One of the groups best known for this kind of work is the Church of Jesus Christ of Latter Day Saints (LDS – better known as the Mormons). They have spanned the globe to spread the word and gather up converts, all in the furtherance, I suppose, of launching God’s kingdom on earth (like we need another kingdom!).
Sometimes the opposition to their efforts takes a violent turn. On this day in 1989 two LDS missionaries, Jeffrey Brent Ball and Todd Ray Wilson, were killed in La Paz, Bolivia. The self-styled Zarate Willka Armed Forces of Liberation, a Marxist group named after an obscure Indian rebel of the late 1800s, claimed responsibility for the killings as well as for a bombing of the US secretary of state’s motorcade.
The violation of our national sovereignty by “Yankee invaders” would not go unpunished. Our hate is implacable and our war is to the death.”
The US saw a link to Cuba as well. Recall that famed guerrilla and folk hero Che Guevara was gunned down by the Bolivian Army with the aid of US advisers in October, 1967. The Zarate Willka bunch could very well have been influenced by Guevara.

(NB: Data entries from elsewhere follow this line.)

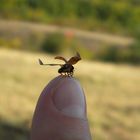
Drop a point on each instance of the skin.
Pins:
(60, 113)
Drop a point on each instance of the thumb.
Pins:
(61, 112)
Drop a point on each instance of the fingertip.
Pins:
(68, 98)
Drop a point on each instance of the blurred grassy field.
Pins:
(112, 93)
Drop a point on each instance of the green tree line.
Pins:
(115, 16)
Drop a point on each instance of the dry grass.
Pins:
(112, 93)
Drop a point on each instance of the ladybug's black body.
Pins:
(66, 68)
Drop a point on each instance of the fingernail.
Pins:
(69, 98)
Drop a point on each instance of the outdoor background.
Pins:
(107, 35)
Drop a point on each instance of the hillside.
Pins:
(118, 17)
(112, 93)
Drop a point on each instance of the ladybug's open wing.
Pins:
(73, 60)
(61, 58)
(41, 63)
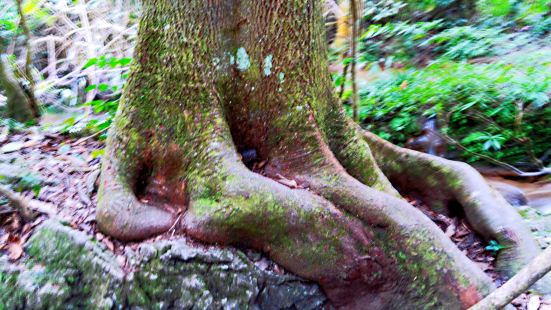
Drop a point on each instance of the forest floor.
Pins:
(62, 173)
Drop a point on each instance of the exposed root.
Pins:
(375, 248)
(442, 183)
(122, 215)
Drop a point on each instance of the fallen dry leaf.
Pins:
(15, 248)
(283, 180)
(533, 303)
(109, 244)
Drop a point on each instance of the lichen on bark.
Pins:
(198, 93)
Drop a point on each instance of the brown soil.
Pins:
(73, 170)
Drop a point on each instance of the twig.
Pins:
(517, 171)
(353, 47)
(29, 209)
(518, 284)
(79, 141)
(28, 59)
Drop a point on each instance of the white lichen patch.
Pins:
(268, 65)
(243, 61)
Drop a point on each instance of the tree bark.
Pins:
(501, 297)
(215, 78)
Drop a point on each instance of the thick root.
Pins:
(443, 184)
(120, 214)
(379, 248)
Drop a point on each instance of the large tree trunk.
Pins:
(212, 78)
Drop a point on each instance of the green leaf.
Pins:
(103, 87)
(90, 87)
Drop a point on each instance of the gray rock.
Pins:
(66, 268)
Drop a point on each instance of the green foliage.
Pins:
(394, 41)
(500, 110)
(105, 108)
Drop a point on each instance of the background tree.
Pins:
(212, 78)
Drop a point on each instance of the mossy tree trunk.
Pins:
(211, 78)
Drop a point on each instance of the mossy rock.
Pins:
(65, 268)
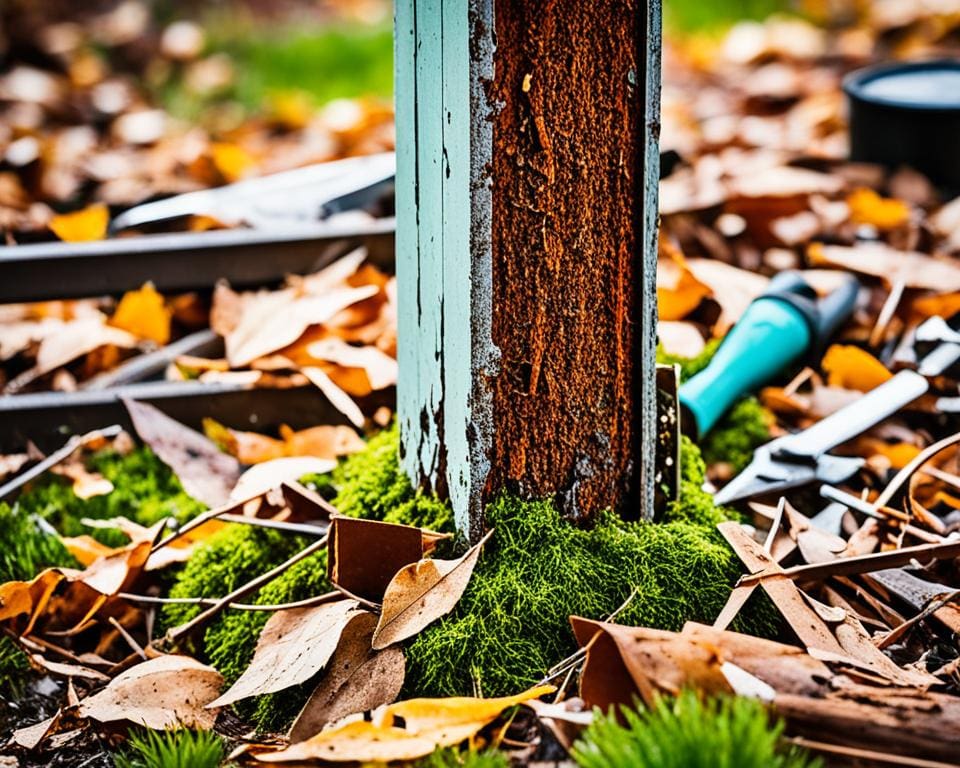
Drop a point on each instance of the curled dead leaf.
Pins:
(162, 693)
(294, 645)
(421, 593)
(358, 680)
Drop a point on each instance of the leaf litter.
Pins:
(866, 670)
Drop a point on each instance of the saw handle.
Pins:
(856, 418)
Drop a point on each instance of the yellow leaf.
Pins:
(850, 367)
(81, 226)
(292, 109)
(403, 731)
(144, 314)
(233, 161)
(898, 454)
(867, 207)
(943, 304)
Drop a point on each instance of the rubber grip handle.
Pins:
(835, 309)
(876, 405)
(771, 334)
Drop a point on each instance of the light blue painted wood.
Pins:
(444, 56)
(408, 386)
(442, 288)
(457, 278)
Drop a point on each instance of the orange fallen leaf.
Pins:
(232, 161)
(82, 226)
(403, 731)
(86, 484)
(943, 304)
(884, 213)
(86, 548)
(851, 368)
(144, 314)
(678, 291)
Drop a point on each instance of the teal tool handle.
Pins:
(771, 334)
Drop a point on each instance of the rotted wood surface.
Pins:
(526, 244)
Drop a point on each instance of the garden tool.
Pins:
(947, 351)
(779, 328)
(301, 196)
(801, 458)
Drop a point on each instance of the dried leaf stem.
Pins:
(201, 619)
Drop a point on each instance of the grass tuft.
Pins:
(171, 749)
(688, 732)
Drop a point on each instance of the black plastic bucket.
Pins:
(908, 114)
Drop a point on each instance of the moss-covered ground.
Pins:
(512, 623)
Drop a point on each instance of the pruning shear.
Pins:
(803, 457)
(300, 196)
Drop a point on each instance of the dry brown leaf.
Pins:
(162, 693)
(732, 288)
(915, 270)
(364, 556)
(324, 441)
(337, 397)
(232, 161)
(294, 645)
(272, 321)
(247, 447)
(85, 484)
(680, 339)
(86, 548)
(205, 472)
(678, 291)
(81, 226)
(421, 593)
(264, 477)
(427, 724)
(381, 369)
(358, 680)
(12, 463)
(144, 314)
(850, 367)
(867, 207)
(75, 339)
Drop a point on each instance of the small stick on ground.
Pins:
(309, 602)
(201, 619)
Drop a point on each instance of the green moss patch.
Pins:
(25, 549)
(369, 485)
(744, 428)
(171, 749)
(689, 732)
(512, 623)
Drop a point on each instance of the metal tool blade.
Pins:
(765, 475)
(305, 194)
(916, 592)
(800, 458)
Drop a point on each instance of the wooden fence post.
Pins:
(527, 169)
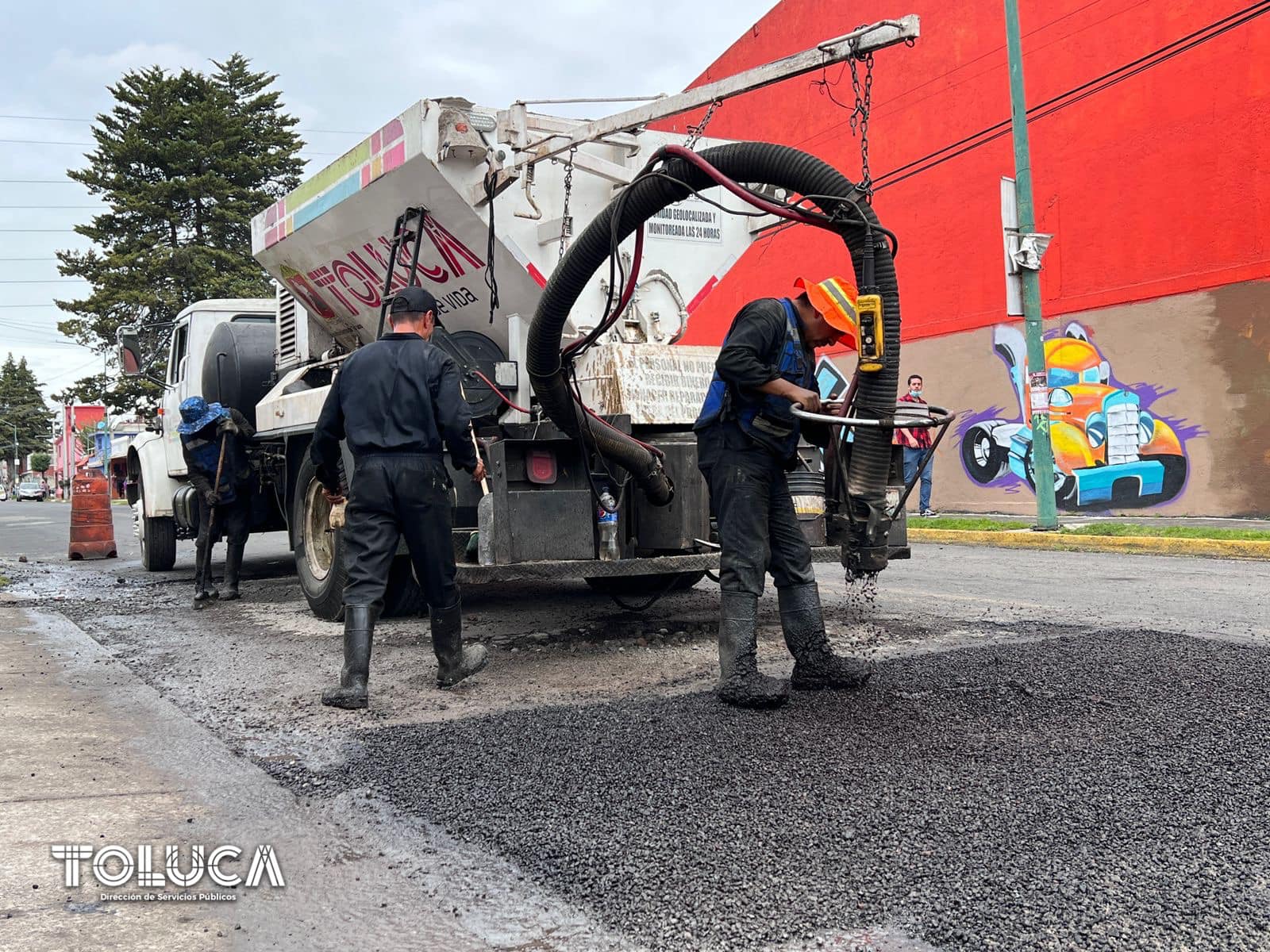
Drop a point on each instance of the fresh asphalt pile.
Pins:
(1096, 791)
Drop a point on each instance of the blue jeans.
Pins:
(912, 459)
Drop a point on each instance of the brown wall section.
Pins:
(1198, 363)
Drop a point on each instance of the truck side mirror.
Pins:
(130, 351)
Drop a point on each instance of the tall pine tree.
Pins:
(23, 414)
(184, 162)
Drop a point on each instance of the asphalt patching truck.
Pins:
(565, 336)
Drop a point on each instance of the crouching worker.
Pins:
(399, 405)
(214, 441)
(747, 440)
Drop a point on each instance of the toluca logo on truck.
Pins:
(353, 282)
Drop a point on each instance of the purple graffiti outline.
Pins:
(1147, 393)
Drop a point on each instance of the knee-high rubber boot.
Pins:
(201, 593)
(351, 693)
(455, 660)
(740, 681)
(814, 663)
(233, 568)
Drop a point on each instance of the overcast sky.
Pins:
(343, 70)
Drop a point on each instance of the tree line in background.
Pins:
(23, 414)
(184, 162)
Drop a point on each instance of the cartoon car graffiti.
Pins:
(1108, 450)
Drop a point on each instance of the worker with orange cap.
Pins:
(747, 441)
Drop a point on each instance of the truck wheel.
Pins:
(645, 584)
(403, 594)
(983, 457)
(319, 549)
(158, 539)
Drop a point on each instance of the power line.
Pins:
(93, 145)
(1070, 98)
(61, 118)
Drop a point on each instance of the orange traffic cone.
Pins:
(92, 524)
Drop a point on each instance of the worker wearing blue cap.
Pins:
(214, 442)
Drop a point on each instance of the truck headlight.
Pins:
(1146, 428)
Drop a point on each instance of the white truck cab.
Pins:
(156, 466)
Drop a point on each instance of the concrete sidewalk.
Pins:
(94, 757)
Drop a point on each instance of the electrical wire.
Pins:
(499, 393)
(1076, 94)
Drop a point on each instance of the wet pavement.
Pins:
(1058, 750)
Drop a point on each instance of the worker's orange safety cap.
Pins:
(835, 298)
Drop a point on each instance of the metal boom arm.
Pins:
(859, 42)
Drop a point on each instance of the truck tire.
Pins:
(158, 537)
(633, 585)
(983, 457)
(319, 550)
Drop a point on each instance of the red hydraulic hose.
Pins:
(499, 393)
(628, 292)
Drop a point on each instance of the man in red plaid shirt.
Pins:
(918, 443)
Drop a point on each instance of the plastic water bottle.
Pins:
(607, 524)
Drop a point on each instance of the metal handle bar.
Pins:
(939, 416)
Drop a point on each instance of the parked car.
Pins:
(31, 489)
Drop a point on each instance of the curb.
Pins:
(1138, 545)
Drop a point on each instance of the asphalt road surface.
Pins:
(1057, 750)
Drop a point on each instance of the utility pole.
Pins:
(1035, 387)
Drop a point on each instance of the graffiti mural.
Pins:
(1110, 450)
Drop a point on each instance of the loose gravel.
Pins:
(1100, 791)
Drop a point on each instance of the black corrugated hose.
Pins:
(755, 164)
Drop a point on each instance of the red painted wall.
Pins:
(1156, 186)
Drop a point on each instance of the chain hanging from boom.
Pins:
(565, 219)
(860, 117)
(695, 132)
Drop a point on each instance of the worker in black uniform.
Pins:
(214, 440)
(398, 403)
(747, 440)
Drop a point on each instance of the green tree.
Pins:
(22, 406)
(184, 162)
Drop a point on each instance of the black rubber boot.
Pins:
(233, 568)
(814, 663)
(359, 630)
(201, 593)
(455, 660)
(740, 681)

I knew a lot of Mormons when I worked in intelligence: they were very good linguists (a skill the church cherishes as it helps in missionary work). And while I find their history and religious claims wonky – it is not normative Christianity in my books – I do not think they should have to die for their faith. If you don’t want them proselytising just tell them no thanks and send them home. Problem solved.